It really seems to me like the whole Euro thing was a shitty idea all around. It's a shitty idea for the weaker countries like Greece because the stronger ones get to push them around because of it, but it's also a shitty idea for the stronger ones like Germany because problems in the weaker countries will cause problems in the bigger ones that are larger than if they weren't connected by the currency in the first place.
What was the benefit? Is it some sort of inverse thing where in good times the stronger guys will buoy the weaker ones or something like that? I can't really see how that conclusion would be reached but at this point I really have to guess. Maybe just having a shared currency prevents them from going to war or something -- that's probably beneficial.
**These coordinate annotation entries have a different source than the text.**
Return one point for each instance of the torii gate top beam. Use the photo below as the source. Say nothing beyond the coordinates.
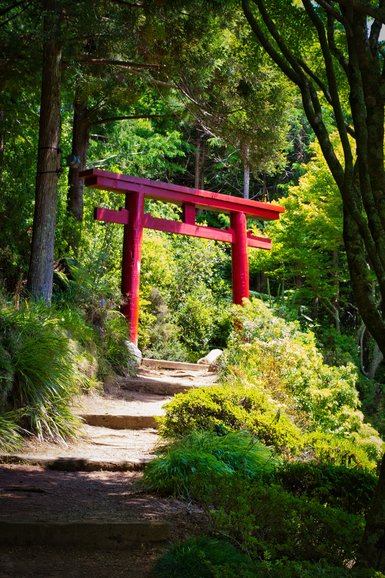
(134, 219)
(180, 195)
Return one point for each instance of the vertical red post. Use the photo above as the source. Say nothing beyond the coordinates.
(132, 257)
(240, 263)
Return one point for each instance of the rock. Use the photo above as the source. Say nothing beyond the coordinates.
(211, 358)
(135, 353)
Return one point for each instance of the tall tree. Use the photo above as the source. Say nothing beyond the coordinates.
(40, 277)
(333, 52)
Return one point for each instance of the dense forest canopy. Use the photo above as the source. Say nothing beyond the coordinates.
(279, 101)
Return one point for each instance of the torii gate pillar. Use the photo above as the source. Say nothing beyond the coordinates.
(131, 261)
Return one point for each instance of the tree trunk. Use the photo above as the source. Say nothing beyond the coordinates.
(40, 276)
(197, 176)
(372, 548)
(246, 174)
(80, 142)
(1, 142)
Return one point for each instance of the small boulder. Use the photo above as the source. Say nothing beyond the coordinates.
(135, 355)
(211, 358)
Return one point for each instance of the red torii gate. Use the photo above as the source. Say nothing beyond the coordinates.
(135, 219)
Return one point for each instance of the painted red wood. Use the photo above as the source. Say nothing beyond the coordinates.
(168, 226)
(111, 216)
(134, 220)
(131, 261)
(189, 214)
(259, 242)
(185, 229)
(180, 195)
(240, 264)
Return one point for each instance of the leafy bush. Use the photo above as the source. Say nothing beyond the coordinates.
(190, 465)
(341, 451)
(270, 523)
(232, 408)
(214, 558)
(204, 557)
(336, 486)
(277, 357)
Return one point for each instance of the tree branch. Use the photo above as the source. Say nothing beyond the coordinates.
(365, 9)
(333, 48)
(16, 15)
(111, 62)
(4, 11)
(127, 117)
(332, 82)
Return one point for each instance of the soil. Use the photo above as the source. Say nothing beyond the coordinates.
(31, 493)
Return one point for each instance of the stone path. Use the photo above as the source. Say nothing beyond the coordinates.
(88, 494)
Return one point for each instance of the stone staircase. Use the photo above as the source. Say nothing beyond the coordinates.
(86, 494)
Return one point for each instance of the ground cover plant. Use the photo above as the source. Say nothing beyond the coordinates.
(47, 357)
(302, 514)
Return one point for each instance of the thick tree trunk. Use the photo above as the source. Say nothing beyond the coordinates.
(246, 173)
(40, 277)
(372, 549)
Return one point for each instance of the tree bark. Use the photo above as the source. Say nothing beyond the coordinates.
(80, 142)
(246, 173)
(40, 276)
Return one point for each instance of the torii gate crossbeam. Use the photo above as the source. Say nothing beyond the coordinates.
(134, 219)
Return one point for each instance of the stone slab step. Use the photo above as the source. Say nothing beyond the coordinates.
(155, 386)
(75, 464)
(99, 448)
(165, 364)
(94, 533)
(135, 422)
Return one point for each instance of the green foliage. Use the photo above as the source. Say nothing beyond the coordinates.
(269, 352)
(331, 485)
(189, 465)
(214, 558)
(270, 523)
(10, 432)
(204, 557)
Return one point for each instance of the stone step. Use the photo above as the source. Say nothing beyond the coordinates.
(166, 364)
(153, 385)
(99, 448)
(98, 534)
(120, 421)
(75, 464)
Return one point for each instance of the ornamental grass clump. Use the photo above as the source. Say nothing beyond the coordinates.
(192, 465)
(37, 374)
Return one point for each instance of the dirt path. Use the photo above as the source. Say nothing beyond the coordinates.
(87, 512)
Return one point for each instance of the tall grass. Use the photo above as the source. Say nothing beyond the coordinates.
(38, 374)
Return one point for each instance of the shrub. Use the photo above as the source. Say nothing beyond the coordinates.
(204, 557)
(277, 357)
(192, 465)
(40, 373)
(340, 451)
(270, 523)
(336, 486)
(232, 408)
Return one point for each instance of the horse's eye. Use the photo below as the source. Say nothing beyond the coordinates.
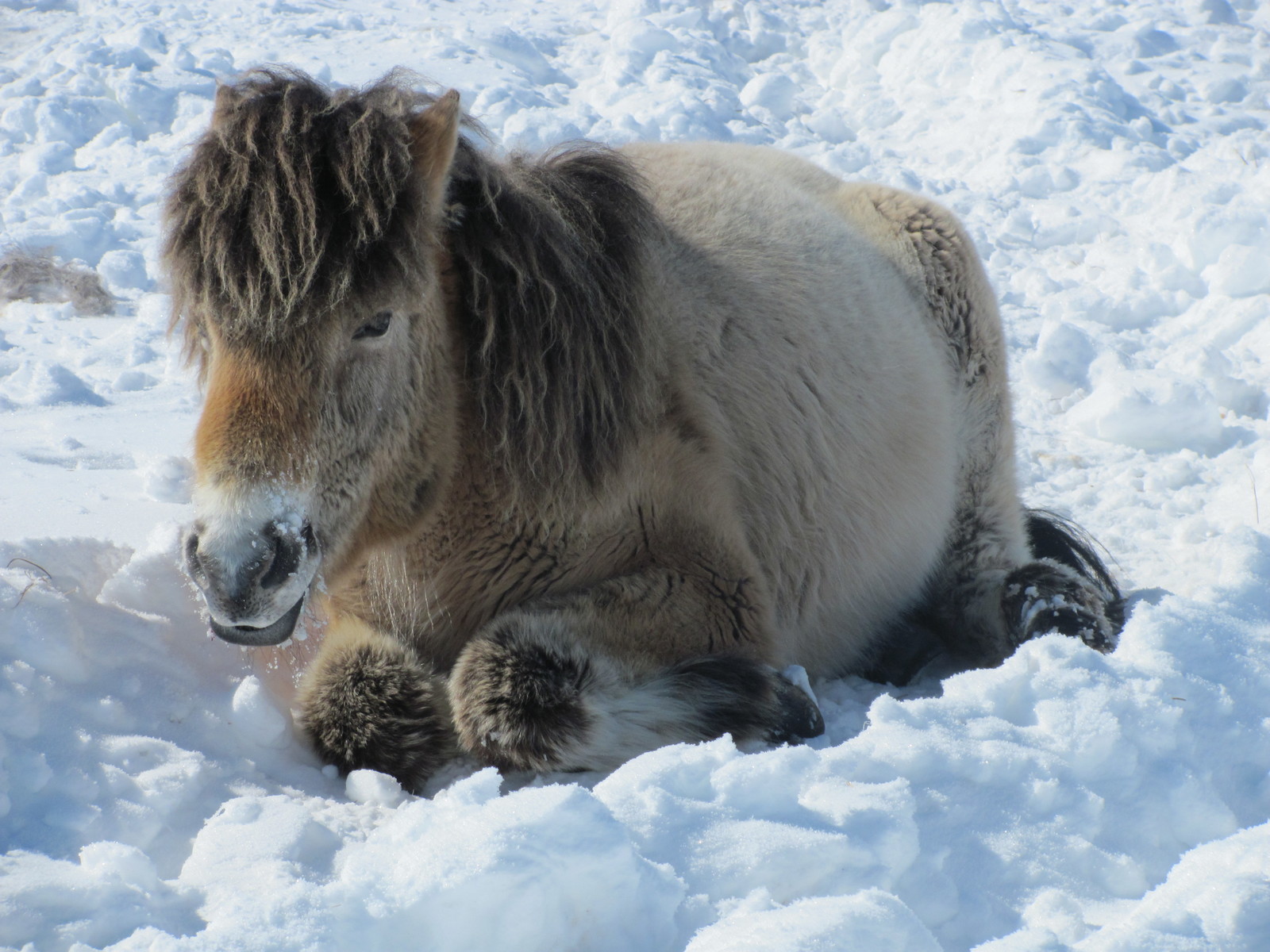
(375, 328)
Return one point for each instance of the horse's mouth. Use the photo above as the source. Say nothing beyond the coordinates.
(257, 638)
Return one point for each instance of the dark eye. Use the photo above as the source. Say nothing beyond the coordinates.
(375, 328)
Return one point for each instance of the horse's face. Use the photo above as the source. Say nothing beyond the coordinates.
(317, 446)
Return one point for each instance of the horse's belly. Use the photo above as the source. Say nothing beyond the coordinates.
(833, 393)
(848, 488)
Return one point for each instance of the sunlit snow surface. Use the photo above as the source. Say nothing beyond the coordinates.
(1111, 162)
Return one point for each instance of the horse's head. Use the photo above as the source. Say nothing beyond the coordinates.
(302, 245)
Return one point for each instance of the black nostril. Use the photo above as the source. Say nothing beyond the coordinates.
(287, 552)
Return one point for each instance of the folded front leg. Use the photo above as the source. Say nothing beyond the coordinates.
(531, 693)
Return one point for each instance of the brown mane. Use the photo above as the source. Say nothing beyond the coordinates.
(300, 198)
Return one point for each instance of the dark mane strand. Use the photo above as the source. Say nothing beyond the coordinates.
(296, 198)
(549, 255)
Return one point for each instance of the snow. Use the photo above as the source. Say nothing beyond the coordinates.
(1110, 160)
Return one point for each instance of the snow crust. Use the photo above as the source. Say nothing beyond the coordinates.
(1110, 160)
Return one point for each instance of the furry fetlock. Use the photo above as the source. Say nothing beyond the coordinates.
(529, 696)
(375, 706)
(518, 697)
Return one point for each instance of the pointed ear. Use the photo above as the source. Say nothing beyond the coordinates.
(433, 139)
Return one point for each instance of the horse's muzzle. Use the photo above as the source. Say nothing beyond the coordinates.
(256, 638)
(254, 583)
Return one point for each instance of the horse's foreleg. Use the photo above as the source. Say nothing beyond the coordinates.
(586, 682)
(370, 702)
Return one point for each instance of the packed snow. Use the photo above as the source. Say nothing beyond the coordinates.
(1111, 162)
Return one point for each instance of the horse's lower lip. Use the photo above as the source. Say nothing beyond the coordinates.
(270, 635)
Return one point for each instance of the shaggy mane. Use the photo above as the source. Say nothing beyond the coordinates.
(295, 198)
(300, 197)
(549, 255)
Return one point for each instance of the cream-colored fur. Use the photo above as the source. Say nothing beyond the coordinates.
(819, 452)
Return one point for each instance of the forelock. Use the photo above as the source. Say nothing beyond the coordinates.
(296, 198)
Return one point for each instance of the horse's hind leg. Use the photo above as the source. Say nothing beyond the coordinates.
(548, 689)
(1006, 575)
(368, 702)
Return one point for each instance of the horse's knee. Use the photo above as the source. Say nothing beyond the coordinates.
(371, 704)
(1047, 596)
(529, 695)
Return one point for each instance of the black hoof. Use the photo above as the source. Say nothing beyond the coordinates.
(797, 715)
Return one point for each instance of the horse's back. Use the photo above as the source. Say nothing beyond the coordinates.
(821, 372)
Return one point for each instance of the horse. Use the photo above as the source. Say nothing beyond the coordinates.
(577, 451)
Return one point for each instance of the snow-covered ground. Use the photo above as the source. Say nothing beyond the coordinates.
(1111, 162)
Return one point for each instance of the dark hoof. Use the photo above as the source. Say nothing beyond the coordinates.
(797, 715)
(1041, 598)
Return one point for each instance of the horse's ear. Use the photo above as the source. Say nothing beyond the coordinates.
(433, 139)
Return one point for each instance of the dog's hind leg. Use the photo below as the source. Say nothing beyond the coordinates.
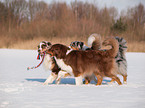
(125, 79)
(79, 80)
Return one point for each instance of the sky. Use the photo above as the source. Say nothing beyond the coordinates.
(118, 4)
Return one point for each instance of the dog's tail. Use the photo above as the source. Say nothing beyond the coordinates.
(122, 45)
(94, 41)
(121, 58)
(114, 44)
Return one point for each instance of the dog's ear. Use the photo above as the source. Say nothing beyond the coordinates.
(48, 43)
(81, 45)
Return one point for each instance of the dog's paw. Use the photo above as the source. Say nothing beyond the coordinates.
(45, 83)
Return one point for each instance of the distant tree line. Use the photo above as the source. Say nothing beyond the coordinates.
(24, 20)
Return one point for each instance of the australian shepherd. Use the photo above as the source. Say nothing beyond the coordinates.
(84, 63)
(49, 63)
(94, 41)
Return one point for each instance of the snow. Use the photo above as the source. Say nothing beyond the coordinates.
(20, 88)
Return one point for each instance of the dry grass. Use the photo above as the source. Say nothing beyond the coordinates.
(32, 44)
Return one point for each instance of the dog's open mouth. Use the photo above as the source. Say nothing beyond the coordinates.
(40, 54)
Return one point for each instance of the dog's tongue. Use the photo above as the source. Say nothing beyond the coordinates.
(38, 57)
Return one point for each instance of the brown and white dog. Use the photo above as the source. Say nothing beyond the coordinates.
(94, 41)
(85, 63)
(49, 62)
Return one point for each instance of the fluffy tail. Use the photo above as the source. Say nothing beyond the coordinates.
(121, 58)
(115, 47)
(122, 49)
(94, 41)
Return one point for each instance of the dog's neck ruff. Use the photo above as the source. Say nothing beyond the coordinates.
(68, 51)
(38, 64)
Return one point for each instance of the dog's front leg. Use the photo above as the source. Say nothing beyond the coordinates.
(79, 80)
(50, 79)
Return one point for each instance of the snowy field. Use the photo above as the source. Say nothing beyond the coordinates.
(20, 88)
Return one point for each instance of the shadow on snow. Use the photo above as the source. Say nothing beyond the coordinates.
(63, 81)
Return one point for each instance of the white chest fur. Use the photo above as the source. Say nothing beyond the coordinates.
(63, 66)
(47, 62)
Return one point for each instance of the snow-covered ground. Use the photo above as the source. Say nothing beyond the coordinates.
(20, 88)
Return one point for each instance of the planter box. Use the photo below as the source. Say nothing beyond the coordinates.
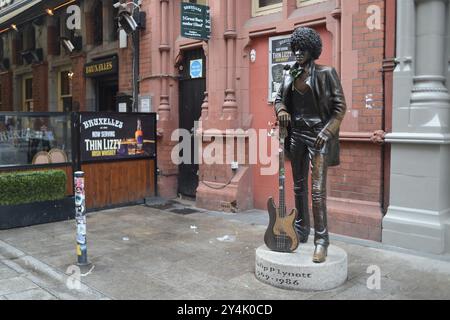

It really seems to me like the whole Euro thing was a shitty idea all around. It's a shitty idea for the weaker countries like Greece because the stronger ones get to push them around because of it, but it's also a shitty idea for the stronger ones like Germany because problems in the weaker countries will cause problems in the bigger ones that are larger than if they weren't connected by the currency in the first place.
What was the benefit? Is it some sort of inverse thing where in good times the stronger guys will buoy the weaker ones or something like that? I can't really see how that conclusion would be reached but at this point I really have to guess. Maybe just having a shared currency prevents them from going to war or something -- that's probably beneficial.
I really feel like this United States of America thing was a shitty idea all around. It's a shitty idea for Rhode Island and Delaware, because the stronger states get to push them around, but it's also a shitty idea for Virginia and Massachusetts because problems in West Virginia and Kentucky cause problems that are larger than if they weren't connected by currency in the first place.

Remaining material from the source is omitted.